Hotword – blog.fossasia.org

Hotword Recognition in SUSI iOS

Post author:Chashmeet Singh
Post published:July 24, 2017
Post category:FOSSASIA GSoC SUSI.AI Tutorial
Post comments:0 Comments

Hot word recognition is a feature by which a specific action can be performed each time a specific word is spoken. There is a service called Snowboy which helps us achieve this for various clients (for ex: iOS, Android, Raspberry pi, etc.). It is basically a DNN based hotword recognition toolkit.

In this blog, we will learn how to integrate the snowboy hotword detection wrapper in the SUSI iOS client. This service can be used in any open source project but for using it commercially, a commercial license needs to be obtained.

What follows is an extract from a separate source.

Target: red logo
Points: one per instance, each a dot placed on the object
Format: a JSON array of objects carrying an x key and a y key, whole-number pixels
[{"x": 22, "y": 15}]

Following are the files that need to be added to the project which are provided by the service itself: snowboy-detect.h libsnowboy-detect.a and a trained model file which can be created using their online service: snowboy.kitt.ai. For the sake of this blog, we will be using the hotword “Susi”, the model file can be found here.

The way how snowboy works is that speech is recorded for a few seconds and this data is detected with an already trained model by a specific hotword, now if snowboy returns a 1 means word has been successfully detected else wasn’t.

We start with creation of a wrapper class in Objective-C which can be found wrapper and the bridging header in case this needs to be added to a Swift project. The wrapper contains methods for setting sensitivity, audio gain and running the detection using the buffer. It is a wrapper class built on top of the snowboy-detect.h header file.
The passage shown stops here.